*This post was originally posted on the BabyCenter Blog. As I reread it I was reminded of the fact that yes, the days are long but the years are short. The love for my children can be overwhelming. They are older now, but every bit of this is still true.
My children. I know there are days when your mommy is not so nice. There are times when I lack patience and my temperament is off kilter. During those moments, never doubt my love for you. Know that those times are few and that the other times, times I am paralyzed in the light of your very being, your very existence, are far more often. I become frozen, my eyes glued to the future, in awe of all your potential.
I know sometimes I don’t see you.

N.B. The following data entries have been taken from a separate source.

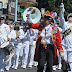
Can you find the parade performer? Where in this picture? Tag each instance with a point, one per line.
(67, 35)
(48, 42)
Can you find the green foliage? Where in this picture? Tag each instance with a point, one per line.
(54, 5)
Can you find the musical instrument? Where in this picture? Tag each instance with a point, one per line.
(34, 14)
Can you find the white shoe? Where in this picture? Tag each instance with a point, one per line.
(23, 66)
(7, 69)
(15, 68)
(59, 66)
(30, 66)
(54, 68)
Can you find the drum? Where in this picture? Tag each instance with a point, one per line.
(7, 48)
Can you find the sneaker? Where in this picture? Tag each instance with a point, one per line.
(30, 66)
(54, 68)
(23, 66)
(59, 66)
(15, 68)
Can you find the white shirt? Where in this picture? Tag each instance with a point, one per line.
(5, 30)
(46, 35)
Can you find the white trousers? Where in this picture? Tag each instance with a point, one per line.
(2, 56)
(26, 52)
(18, 52)
(32, 52)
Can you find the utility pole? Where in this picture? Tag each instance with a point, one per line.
(16, 4)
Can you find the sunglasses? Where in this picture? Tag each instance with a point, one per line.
(2, 18)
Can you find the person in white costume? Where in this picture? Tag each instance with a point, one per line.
(57, 24)
(19, 35)
(33, 38)
(68, 37)
(5, 30)
(25, 46)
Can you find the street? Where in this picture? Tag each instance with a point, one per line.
(34, 69)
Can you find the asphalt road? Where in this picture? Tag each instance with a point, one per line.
(34, 69)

We’re running out the door or you’re fumbling for the right word, and I’m not truly with you. I’m sorry for that. I do see you. I see you at times when you don’t even notice.
I watched you, my son. The other night when we let you stay up extra late so we could watch the stars. We sat on the driveway and looked for planets and constellations. Then, just before bed, you asked to go out one more time. We sat on the back porch and you told us to cover our ears. We didn’t know why but we obliged.
You looked up at the sky and your little mouth moved slowly. I’m not sure you even uttered a whisper. Then you admitted you had wished on a star – to be a policeman when you are older.
I cried. I couldn’t help it. You are so sweet and innocent with so many wishes and dreams ahead of you. I don’t know why you didn’t want us to hear you, but I saw you, my son. I saw you.
I watched you, my daughter. The other night you were dancing with your daddy. Oh, how you love to dance. You close your eyes and spin around, ever the dramatic one. This time we happened to be watching a number from So You Think You Can Dance.
You spun around, ballerina like, as I listened to the words of Lana Del Rey.
Will you still love me when I’m no longer young and beautiful?
Will you still love me when I’ve got nothing but my aching soul?
I know you will, I know you will
I know that you will
Will you still love me when I’m no longer beautiful?
There they were, the tears streaming down my face. My lovely little girl. I will always love you, and I will always think you are beautiful. Always.
As I watched you, I saw it all – your past, the present and your future. It was like a bolt of lightning, gone before I could even register it.
But I saw you.
We stare at them, our children, hoping and praying that all their dreams will come true, that we, as their parents, are doing everything we can to ensure they have all the opportunities possible. We want them to work hard, to be honest, to have talents and skills, to be recognized and seen for all that they are and all they can be.
We need to keep staring. Sure, they can be irrational, frustrating and ridiculous – tiny ears that never seem to be working. It is easy to focus on the humdrum of the everyday, on the negative, the things that drive us crazy.
We need to try harder. Because in those moments, when we truly see our children, time stands still and the tears fall. Because sometimes the love in our hearts, becomes too much and it has to overflow into the rest of the world.